About

Photo: Magda Kuca
Aindreas Scholz is a German-Irish photographer based in London, working with cameraless and ecological photographic processes. He makes climate-adapted works that collaborate with sunlight, water chemistry, and plant matter, inviting rain, seawater, salinity, and disturbed soils to physically imprint the photographic surface. His images sit between aesthetics and proof: photographs that function as material traces of place, contamination, and vulnerability.
Scholz is represented by In-Dependance and has exhibited widely across the UK and Europe, including solo and two-person presentations as well as important group shows spanning analogue and sustainable photography contexts. His practice has been supported through awards and grants, including Arts Council England and research support from Paul Mellon Centre. His work is held in public and institutional collections, including the Office of Public Works (Ireland) and NHS Foundation Trusts (UK).

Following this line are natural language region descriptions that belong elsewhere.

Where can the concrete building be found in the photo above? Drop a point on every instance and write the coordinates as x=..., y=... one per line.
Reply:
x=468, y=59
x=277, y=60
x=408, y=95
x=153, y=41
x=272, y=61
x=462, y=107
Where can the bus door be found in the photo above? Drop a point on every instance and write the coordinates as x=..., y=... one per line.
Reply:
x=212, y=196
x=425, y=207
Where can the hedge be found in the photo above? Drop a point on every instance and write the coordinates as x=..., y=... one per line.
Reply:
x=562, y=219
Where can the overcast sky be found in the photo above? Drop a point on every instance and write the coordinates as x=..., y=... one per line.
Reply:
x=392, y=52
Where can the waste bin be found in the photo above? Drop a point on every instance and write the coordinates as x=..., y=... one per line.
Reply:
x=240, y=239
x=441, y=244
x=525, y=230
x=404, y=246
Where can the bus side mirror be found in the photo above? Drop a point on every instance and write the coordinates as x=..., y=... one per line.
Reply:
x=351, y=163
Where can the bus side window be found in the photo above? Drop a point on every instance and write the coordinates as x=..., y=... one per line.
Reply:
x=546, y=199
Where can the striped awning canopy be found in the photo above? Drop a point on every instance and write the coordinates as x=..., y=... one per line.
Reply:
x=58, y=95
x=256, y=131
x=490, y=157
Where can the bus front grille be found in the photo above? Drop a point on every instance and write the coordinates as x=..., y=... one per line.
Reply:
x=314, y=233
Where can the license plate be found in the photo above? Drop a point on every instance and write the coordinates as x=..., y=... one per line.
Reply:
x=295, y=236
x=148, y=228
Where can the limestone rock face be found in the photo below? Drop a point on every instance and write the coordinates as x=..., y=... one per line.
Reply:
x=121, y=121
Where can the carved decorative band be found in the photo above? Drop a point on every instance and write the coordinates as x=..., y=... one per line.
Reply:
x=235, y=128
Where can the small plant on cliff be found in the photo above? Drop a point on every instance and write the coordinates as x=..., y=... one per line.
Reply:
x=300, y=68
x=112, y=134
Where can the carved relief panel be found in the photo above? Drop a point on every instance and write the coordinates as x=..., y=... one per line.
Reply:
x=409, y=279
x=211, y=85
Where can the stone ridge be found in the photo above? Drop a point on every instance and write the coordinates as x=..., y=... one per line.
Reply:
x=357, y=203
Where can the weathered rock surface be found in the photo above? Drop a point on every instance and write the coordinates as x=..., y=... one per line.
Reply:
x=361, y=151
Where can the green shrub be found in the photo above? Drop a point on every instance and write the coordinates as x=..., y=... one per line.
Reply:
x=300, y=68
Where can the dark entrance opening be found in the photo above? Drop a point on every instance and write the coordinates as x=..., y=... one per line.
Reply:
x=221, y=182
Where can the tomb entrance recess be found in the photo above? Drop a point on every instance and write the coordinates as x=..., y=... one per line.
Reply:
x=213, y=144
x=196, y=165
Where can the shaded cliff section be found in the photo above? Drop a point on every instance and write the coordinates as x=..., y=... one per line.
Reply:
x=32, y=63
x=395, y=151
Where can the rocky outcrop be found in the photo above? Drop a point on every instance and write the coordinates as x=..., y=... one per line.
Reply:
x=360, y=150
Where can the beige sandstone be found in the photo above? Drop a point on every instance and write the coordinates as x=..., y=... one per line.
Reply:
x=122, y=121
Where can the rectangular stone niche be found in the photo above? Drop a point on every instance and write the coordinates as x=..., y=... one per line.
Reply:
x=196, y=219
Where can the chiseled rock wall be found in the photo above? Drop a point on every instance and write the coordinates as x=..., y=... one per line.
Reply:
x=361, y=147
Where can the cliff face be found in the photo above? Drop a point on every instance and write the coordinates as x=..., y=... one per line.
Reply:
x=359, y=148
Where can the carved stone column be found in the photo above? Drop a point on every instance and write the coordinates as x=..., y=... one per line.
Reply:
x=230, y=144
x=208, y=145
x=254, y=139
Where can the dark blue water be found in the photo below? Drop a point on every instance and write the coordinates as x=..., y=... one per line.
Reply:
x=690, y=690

Alongside his studio practice, he lectures and leads workshops on sustainable analogue and historical processes. He studied photography at Technological University Dublin, completed postgraduate study in fine art at Goldsmiths, University of London, and trained as an educator at University College London.
Rather than treating climate change as an image problem, Scholz approaches photography as a material system that can be reworked: a practice of testing, measuring, and taking responsibility for chemistry, water, and waste. His ongoing projects ask what it would mean for photographic making to become an active form of care, one that helps reshape the medium’s footprint, not just its narratives.